Even at the best of times life can be challenging, and things just happen that makes life that bit harder. Before you know it, things are out of control and you are using all your money just to pay off the credit card debts or personal loan. You feel overwhelmed, like you are in a rabbit hole going down slowly.
You roll your credit card into an interest free period, and before you know it, your debt has increased.
Then you find you can’t pay the minimum and you start getting calls from the banks or utility providers. That is the worst thing that could happen. Once a debt is registered against your name on your credit file, things get even harder as banks then won’t lend money to you.

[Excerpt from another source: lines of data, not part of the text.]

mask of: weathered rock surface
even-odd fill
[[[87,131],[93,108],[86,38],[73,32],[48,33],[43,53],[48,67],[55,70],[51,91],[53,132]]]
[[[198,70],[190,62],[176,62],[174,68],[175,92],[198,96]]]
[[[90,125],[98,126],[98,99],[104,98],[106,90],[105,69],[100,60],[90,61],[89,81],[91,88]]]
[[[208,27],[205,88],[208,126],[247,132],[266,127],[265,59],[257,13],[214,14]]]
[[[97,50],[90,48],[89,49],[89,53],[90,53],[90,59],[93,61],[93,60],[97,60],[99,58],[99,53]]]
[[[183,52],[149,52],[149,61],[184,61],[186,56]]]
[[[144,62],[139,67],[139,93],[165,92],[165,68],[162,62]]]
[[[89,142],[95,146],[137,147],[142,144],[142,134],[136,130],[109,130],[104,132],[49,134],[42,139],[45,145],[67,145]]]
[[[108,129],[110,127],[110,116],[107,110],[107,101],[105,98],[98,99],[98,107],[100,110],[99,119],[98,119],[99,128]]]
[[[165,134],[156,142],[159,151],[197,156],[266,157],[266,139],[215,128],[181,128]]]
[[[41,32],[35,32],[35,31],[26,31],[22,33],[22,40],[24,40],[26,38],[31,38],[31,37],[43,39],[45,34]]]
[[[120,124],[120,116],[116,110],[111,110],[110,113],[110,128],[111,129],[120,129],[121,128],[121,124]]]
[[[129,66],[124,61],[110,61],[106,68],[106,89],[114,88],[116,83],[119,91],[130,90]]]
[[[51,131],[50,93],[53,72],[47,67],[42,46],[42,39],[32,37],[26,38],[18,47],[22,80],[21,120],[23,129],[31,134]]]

It’s best to get ahead of that and start making some decisions to get your finances under control. That’s where debt consolidation comes in. This can be done either through a personal loan or an additional loan to your home loan.
We must stress, that unless you are prepared to take control of your money and your spending this is only a short-term fix. You must take responsibility for the situation you are currently in and make changes to get yourself back into the black.
Will you be better off consolidating your debts?
If you are struggling to manage your debts, it may sound like a good idea to roll them all into a loan. This may help you to better manage your repayments, but it may also make your situation worse if the interest rate or fees in the new loan are higher than they were with your original debts, or if you don’t get your spending under control.
How does debt consolidation work?
If you have three different credit cards with debts of, for example, $3,000, $4,000 and $7,500, you’re likely to also have three different interest rates and to be making three different repayments at different times each month.
This can feel overwhelming and complicate managing your cash flow. The interest rate on one card may be significantly higher than the others – and if the highest rate is on the card with the $7,500 debt, you could be paying plenty each month just to cover the interest, let alone paying down the debt itself.
One option you have to consolidate your debts is to take out a single personal loan or to put a smaller loan against your house (this will cost more than a personal loan as the term is 30 years as opposed to a personal loan with a higher rate of 7 years) to pay off each credit card and any outstanding interest. With this loan you’ll have just one repayment to make every week, fortnight or month– you can usually choose your own frequency of repayments.